The longest days of the year are here.  My body knows this very well.  We sleep with the windows open at night and the sunlight and bird-songs come creeping in the window all too early for a tired farmer's body.  The chickens are photo-sensitive animals who, when not fooled by artifical lighting, reach thier peak egg-laying stage in April through June.  There is a measureable reproductive response in a chicken when there are more than 8 hours of daylight and when daylight is increasing.  Even our tender vegetable plants are highly sensitive to the day length.  It's fascinating to think about how the plants and animals and, heck maybe even we, are affected by something as subtle as the number of hours of sunlight we receive in one day.  potluckA very nice turn out for the farm tour and potluck on Saturday afternoon!

I know it sounds weird, but I've daydreamed of what it might be like to be a plant.  To be planted out in a field, subjected to the wind, rain, sun, and even the night sky, 24 hours of the day.  If you've ever gone camping or back-packing for several days where you didn't have access to buildings, artifical lighting or even roofs, you might have a sense of what it might feel like to be a plant, or a tree.  You might sympathise with them a little more if you didn't.  Or at the very least, gain a newfound respect for them that you may not have otherwise thought of.  

These soldiers on the frontline for us, turning our carbon dioxide into oxygen.  These sturdy, rooted, fruit-bearing plants.  They're so crafy, needing only sunlight, water and a few humble square inches of earth for survival.  They're so resourceful that they take advantage of every hour of sunlight and every drop of water that they are given.  They have built-in biological clocks that trigger them to make attractive flowers with powdery pollen and then produce fertile seeds just in time for them to be dropped onto the unsuspecting earth before winter sets in.  Onion plants are interesting becuase they are particularly light-sensitive.  Onions somehow know to begin bulbing once the day-length begins to wane.  This is a good reason to get your onions planted as soon as possilbe in the early spring so the onions have time to expand their little solar panels, shoot out some little roots, and become well-established plants before they are triggered into bulbing once the days become shorter.  
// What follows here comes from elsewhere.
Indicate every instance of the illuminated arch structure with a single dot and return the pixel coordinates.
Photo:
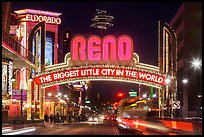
(126, 69)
All of the plants around us are planning for winter every day of their lives with no complaints, no second chances, and no help from anyone but the honeybee.  They're planning for their survial while we play angry birds on our smart phones, check our facebook pages and think about what we're going to do on Friday night.  I don't know about you, but I think that's pretty cool.  I'm just glad that somebody's got my back.  The Summer Solstice is a long day, and it's a good day to sit out on your front porch and think about how lucky you are to have a porch to sit on with a roof over your head.

Sooo, What's in the Box???

Strawberries!-  Strawberries are extremely perishable, especailly when picked ripe.  Eat them up quickly!  

Kohlrabi-  Kohlrabi is also called a 'ground apple'.  You may have received a white or purple kohlrabi.  Peel the outer layer off of the bulb and then cut the kohlrabi into pieces or sticks and eat raw with your favorite veggie dip!  Don't forget the kohlrabi leaves are edible (like kale) and are loaded in nutrients and anti-oxidants!  

Snap Peas or Broccoli/Cauliflower-  Pea production is picking up a bit, and a little rain would really help the matter.  Broccoli and cauliflower just started to come on a little this week, so we gave broccoli or peas.  

Garlic Scapes-  Such a wonderful substitute for garlic while we wait for the real thing to mature.  The best part for eating is from the end where it was snapped off of the plant up to the little lime-green nodule.  They're too yummy to waste, but you could also put them in a glass of water on your table and admire them like you would cut flowers.  

Cherry Bell or French Breakfast Radish-  The final giving of radish this week.  You may have received the round cherry bells or the longer white and red french breakfast radishes.  Radishes keep well with their tops removed floating in a glass of water.  It helps them keep their crispy-ness.  The tops of the radishes are edible!  Use them in a quiche, stir fry or rip them into a soup.  thursThursday morning worker share helpers weeding the third beet succession!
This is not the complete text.